/ 17 November 2025

Agoa’s expiration could present trade opportunities for African nations

Ron Derby Graphic Agoa
(Graphic: John McCann)

The expiration of the African Growth and Opportunity Act (Agoa) should not be seen as a setback for African nations but rather as an opportunity to strengthen local industries, upskill workforces and expand regional trade, experts have said. 

Agoa is a United States law that provides eligible sub-Saharan African countries with duty-free access to that market for more than 1 800 products. 

The Act expired in September, and there remains uncertainty over its renewal. But amid the punitive tariffs imposed by President Donald Trump, countries are considering measures to safeguard their trade markets. 

African markets can leverage their skills to develop their markets and also strengthen intra-African trade through the African Continental Free Trade Area (AfCFTA), said Rose Ngugi, a fellow in the African Economic Research Consortium. 

“We have actually built skills in the textile market that were probably not there, and we need to secure them,” Ngugi said.

“I see the skills, for example, helping us to develop our textile market, and it may be high time we discuss the second-hand market for textiles, as there may be an opportunity to get on with building our textile market.” 

The second opportunity lies in the AfCFTA, Ngugi said during a recent panel discussion at last week’s Think20 (T20) summit, one of the official engagement groups of the G20, which this year falls under South Africa’s presidency.

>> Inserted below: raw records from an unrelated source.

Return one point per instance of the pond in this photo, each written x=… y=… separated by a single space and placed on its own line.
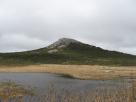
x=41 y=81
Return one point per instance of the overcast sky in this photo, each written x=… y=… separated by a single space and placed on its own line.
x=30 y=24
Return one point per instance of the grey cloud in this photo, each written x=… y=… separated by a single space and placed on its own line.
x=109 y=24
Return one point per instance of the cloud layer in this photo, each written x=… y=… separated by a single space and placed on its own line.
x=30 y=24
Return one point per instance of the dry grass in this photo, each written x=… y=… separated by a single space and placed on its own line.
x=77 y=71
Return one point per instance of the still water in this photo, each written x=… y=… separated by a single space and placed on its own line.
x=41 y=81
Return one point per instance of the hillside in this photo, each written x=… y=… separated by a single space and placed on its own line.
x=68 y=51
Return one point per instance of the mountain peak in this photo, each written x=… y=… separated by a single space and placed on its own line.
x=62 y=42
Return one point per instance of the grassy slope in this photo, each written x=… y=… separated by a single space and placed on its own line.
x=73 y=54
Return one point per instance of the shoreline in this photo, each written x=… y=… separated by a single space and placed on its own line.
x=83 y=72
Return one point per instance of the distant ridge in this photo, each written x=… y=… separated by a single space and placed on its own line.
x=68 y=51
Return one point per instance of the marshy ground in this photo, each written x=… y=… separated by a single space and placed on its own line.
x=77 y=71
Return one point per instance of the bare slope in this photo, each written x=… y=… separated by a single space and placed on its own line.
x=68 y=51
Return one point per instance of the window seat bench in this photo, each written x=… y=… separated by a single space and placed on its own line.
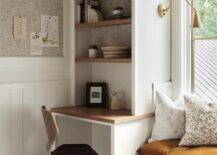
x=170 y=147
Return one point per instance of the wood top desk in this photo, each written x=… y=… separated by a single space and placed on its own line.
x=103 y=115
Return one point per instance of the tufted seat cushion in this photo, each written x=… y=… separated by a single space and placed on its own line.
x=170 y=147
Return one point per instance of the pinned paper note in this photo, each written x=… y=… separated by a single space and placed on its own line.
x=36 y=43
x=50 y=30
x=20 y=27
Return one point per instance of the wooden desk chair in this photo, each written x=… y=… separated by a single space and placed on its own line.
x=53 y=132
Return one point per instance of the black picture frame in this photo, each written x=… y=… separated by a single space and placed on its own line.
x=96 y=94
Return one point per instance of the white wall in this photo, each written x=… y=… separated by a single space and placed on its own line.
x=151 y=52
x=26 y=83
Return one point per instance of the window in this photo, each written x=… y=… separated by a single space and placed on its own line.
x=204 y=47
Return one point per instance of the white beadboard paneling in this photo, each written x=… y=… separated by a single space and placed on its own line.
x=16 y=121
x=151 y=52
x=21 y=127
x=5 y=121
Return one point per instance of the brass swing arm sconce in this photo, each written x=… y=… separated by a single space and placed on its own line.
x=163 y=9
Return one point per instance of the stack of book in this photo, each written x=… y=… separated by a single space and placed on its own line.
x=83 y=10
x=115 y=52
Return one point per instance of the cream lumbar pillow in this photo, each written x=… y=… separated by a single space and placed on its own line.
x=169 y=118
x=201 y=123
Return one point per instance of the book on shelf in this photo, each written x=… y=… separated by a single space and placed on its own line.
x=90 y=4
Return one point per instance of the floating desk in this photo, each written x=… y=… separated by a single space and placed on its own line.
x=100 y=115
x=120 y=128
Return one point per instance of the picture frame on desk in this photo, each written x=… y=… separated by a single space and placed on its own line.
x=96 y=94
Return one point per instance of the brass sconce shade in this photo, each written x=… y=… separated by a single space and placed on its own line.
x=163 y=9
x=196 y=21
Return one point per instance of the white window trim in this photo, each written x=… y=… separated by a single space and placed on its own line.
x=181 y=49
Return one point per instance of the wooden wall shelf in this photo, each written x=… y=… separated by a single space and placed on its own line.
x=102 y=60
x=104 y=23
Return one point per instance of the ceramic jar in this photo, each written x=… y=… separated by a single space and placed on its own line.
x=93 y=51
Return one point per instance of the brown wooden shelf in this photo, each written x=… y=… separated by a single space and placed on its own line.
x=104 y=23
x=101 y=114
x=102 y=60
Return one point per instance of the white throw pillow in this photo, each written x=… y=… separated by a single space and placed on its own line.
x=201 y=123
x=169 y=118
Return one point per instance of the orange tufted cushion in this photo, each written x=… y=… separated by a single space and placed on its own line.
x=170 y=147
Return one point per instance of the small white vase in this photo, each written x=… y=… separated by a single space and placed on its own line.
x=116 y=101
x=93 y=53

“It is probably the right time to start talking about ‘buy in Africa, build in Africa’ for all the goods that were targeted for a poor market. Very little was coming into the continent or being flown across the countries. We can continue producing the same, but I think that we can now explore the market at the continental level,” she added.

“AfCFTA is all about zero tariffs, and one of the things that the African Union and the architect of AfCFTA may want to look at is how to take advantage of this effort that we have done so far, build the capabilities and keep them high for Africa again.”

With Trump’s tariffs having rocked the economies of many countries, panellists discussed the way forward for a new world trade order and the role of the World Trade Organisation, saying multilateralism is the ideal way for countries to support each other.

“We need multilateral rules, especially for developing countries, and voluntary compliance commitments,” said Sait Akman, director of the G20 Studies Centre at the Economic Policy Research Foundation of Turkiye.

“I think we need to talk about still putting the World Trade Organisation at the centre of the trade regime, although it is not very easy. But the World Trade Organisation…has been increasingly short of performing many of its functions, like multilateral rulemaking as a forum for trade negotiations and dispute settlement, which was one of the best achievements before.”

Akman warned that the global trade system is shifting away from a rules-based, growth-oriented multilateral order toward a more fragmented, security-driven and transactional system dominated by bilateral deals. 

“What is the main challenge for me is that the governance of the global system is evolving into a kind of physical, fragmented system, which I call a hybrid system. We have deviations. Not only are we having problems with the function, but also its core norms are not challenged. So we face a set of new global trade norms,” he said.

“The trade regime is a set of principles, norms and rules around which actors’ expectations converge. Now we have divergences. We have serious attacks on foreign laws, particularly on multilateralism, non-discrimination, liberalisation, and development.” 

Divergence refers to major countries and trading blocs moving away from shared rules, shared expectations, and common principles in the global trade system.

The unprecedented Trump-imposed tariffs have not had as significant an effect as expected in the near term, but there is a need to absorb their impact in the coming year, said the vice president for research at the Italian Institute for International Political Studies, Antonio Villafranca.

“International trade in 2025 is doing incredibly well. International trade will grow by 2.4%, while the forecast made in Africa when Trump announced the tariffs itself was -0.4. In just a few months, we moved from -0.4 to 2.4% which is quite good, but this is only an apparent effect of all these cloud studies. There are many expeditious ways going on.” 

“At the moment, what it is important to do immediately is to gauge what the effect of Trump’s tariffs in terms of a divergence, trade divergence, otherwise multilateralism and all the things that we’re talking about will simply not happen, because uncertainty will prevail.”